Non a caso, per metterci una pezza era stata inviata qui come commissario quella Anna Maria Cancellieri che poi sarebbe finita a fare il ministro dell’Interno nel governo Monti. Ci vorranno diverse generazioni per ripianare quel buco. E se manca un minimo di esperienza di governo, qui il flop è assicurato…».
Sarà, anche se in città girano voci di lunghe file in comune per ritirare i certificati elettorale nuovi, visto che al primo turno più di un parmigiano li aveva fatti finire nel camino. E proprio il dato sull’affluenza, già domenica sera, potrebbe dirci come andrà a finire. 

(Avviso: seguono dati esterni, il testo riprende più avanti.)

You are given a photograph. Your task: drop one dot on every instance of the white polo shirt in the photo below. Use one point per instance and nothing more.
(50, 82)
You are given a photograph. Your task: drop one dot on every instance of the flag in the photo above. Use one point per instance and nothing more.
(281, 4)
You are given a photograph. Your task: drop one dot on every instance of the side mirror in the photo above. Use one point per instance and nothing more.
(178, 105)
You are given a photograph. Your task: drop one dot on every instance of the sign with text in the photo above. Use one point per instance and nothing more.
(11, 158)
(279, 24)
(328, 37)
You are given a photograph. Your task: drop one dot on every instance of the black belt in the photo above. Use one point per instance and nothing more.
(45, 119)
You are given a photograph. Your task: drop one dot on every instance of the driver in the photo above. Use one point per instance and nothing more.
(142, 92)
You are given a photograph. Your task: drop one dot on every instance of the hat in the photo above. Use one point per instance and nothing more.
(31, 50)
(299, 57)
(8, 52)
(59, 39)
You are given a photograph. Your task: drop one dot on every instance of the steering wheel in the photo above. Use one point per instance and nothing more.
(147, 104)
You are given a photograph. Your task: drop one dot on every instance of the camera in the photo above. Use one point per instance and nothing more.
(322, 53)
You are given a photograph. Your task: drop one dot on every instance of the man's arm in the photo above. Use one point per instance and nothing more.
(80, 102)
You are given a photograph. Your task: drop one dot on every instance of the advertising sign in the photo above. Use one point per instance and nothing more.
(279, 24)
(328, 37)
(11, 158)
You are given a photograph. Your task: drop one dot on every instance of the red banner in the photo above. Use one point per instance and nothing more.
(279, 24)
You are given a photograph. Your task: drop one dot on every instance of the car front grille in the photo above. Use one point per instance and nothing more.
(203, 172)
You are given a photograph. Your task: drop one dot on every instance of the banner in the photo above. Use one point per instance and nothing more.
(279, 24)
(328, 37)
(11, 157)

«Se sarà alto – ci spiega un militante a 5 Stelle – vorrà dire che gli elettori di centrodestra non avranno dato retta a chi, anche tra di loro, punta a difendere l’Impero, chiudendosi nel “fortino dei partiti”, come se fossimo i nuovi barbari. E forse, al di là delle convinzioni politiche, significherà che i parmigiani, anche se profondamente delusi dal Popolo della Libertà, non hanno nostalgia degli anni in cui la sinistra prendeva tutte le decisioni più importanti sul futuro di questa città da Roma, da Bologna o da Reggio Emilia…».